Cronaca

Agenti travestiti da corrieri incastrano 19enne che acquistava online con una carta clonata

La polizia postale di Treviso ha denunciato un giovane di origini algerine: dalla perquisizione rinvenuto materiale per diecimila euro

TREVISO Si faceva chiamare “Marco” e, attraverso una carta di credito clonata, acquistava materiale elettronico online. Avrebbe comprato merce per almeno 10mila euro. Il trucco è stato scoperto dalla polizia postale di Treviso che, a conclusione delle indagini, lo ha denunciato. Si tratta di un 19enne trevigiano di origini algerine che, secondo quanto ricostruito dagli uomini della polizia postale e delle comunicazioni di Treviso, a nome di “Marco”, un fantomatico studente universitario fuori sede ospite della propria famiglia, comprava su internet in frode oggetti di valore, tra cui uno smartphone.
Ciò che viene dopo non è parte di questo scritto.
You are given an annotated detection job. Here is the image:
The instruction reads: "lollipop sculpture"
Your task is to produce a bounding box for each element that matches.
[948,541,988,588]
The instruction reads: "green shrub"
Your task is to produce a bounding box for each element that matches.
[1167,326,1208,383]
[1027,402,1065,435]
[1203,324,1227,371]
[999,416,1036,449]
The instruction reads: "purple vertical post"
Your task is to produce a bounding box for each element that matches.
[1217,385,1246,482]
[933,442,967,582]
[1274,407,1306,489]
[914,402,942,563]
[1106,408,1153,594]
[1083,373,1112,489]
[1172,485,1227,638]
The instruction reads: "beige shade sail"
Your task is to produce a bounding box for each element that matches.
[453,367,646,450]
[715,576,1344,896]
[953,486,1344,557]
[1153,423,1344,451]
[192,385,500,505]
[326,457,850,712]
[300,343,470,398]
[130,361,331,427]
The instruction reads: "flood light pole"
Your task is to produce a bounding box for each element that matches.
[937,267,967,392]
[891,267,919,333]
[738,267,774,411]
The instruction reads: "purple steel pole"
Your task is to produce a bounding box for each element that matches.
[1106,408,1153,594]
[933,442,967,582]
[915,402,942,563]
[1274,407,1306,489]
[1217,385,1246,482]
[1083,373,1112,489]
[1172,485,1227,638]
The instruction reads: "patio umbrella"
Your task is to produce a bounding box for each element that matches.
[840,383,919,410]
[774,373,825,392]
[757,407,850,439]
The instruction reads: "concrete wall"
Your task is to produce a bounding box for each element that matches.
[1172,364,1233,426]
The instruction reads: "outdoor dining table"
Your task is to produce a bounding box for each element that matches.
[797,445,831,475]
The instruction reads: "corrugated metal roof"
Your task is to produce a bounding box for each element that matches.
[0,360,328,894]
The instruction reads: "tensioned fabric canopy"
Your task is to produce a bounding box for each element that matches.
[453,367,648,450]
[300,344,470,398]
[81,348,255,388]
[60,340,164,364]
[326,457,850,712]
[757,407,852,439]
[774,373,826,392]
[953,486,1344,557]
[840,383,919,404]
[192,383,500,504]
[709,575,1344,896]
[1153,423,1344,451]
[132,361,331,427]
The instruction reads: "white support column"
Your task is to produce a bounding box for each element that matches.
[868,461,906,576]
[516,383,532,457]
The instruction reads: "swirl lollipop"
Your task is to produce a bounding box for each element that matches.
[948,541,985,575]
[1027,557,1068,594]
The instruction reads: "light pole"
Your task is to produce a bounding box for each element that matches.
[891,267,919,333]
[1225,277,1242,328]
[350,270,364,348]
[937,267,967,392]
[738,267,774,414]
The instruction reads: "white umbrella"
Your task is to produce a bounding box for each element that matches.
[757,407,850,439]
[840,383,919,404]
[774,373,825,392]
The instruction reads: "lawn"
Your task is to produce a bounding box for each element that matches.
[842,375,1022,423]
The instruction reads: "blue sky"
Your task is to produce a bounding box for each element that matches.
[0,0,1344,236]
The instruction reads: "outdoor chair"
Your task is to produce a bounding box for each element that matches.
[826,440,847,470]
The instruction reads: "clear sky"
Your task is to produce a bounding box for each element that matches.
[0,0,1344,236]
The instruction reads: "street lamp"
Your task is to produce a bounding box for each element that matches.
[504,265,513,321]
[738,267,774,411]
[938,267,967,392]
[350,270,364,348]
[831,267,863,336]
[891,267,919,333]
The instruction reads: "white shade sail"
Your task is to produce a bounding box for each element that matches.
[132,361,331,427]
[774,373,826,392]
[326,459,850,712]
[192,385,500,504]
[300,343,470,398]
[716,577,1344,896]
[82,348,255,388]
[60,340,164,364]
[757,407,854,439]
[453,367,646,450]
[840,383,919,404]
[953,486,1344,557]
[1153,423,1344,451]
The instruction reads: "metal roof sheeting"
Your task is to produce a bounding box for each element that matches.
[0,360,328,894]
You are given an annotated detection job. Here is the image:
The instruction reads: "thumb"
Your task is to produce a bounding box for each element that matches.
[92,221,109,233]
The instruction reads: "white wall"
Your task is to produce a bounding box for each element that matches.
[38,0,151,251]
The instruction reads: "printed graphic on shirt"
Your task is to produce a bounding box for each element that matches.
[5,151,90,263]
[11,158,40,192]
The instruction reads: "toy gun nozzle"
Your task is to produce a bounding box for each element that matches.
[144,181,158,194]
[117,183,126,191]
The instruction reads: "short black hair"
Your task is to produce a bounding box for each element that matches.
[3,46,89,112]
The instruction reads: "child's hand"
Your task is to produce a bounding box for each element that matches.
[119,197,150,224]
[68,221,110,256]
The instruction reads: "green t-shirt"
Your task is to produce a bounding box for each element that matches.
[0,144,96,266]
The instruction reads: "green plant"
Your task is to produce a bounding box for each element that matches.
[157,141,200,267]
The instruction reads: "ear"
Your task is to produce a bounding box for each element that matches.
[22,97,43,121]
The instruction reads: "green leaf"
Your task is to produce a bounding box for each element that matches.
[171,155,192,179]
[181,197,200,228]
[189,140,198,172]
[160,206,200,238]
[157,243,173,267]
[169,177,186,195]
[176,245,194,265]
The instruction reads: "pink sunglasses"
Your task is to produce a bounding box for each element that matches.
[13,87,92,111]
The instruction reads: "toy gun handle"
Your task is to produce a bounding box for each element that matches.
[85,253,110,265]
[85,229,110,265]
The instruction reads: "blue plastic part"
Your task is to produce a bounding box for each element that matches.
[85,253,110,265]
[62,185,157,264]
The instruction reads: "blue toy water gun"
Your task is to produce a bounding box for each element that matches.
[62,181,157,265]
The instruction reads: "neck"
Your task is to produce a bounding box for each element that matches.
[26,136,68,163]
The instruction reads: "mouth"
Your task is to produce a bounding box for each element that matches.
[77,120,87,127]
Le indagini sono cominciate in seguito a una segnalazione del circuito bancario interessato che ha comunicato i dettagli di una transazione che aveva tutta l’aria di essere sospetta agli agenti i quali, camuffati da corrieri, hanno raggiunto l’abitazione del giovane cogliendolo in flagranza. Dalla perquisizione domiciliare, la polizia ha rinvenuto materiale per 10mila euro acquistato fraudolentemente. La merce, ora sotto sequestro, è al vaglio degli investigatori che non escludono ulteriori sviluppi dell’indagine.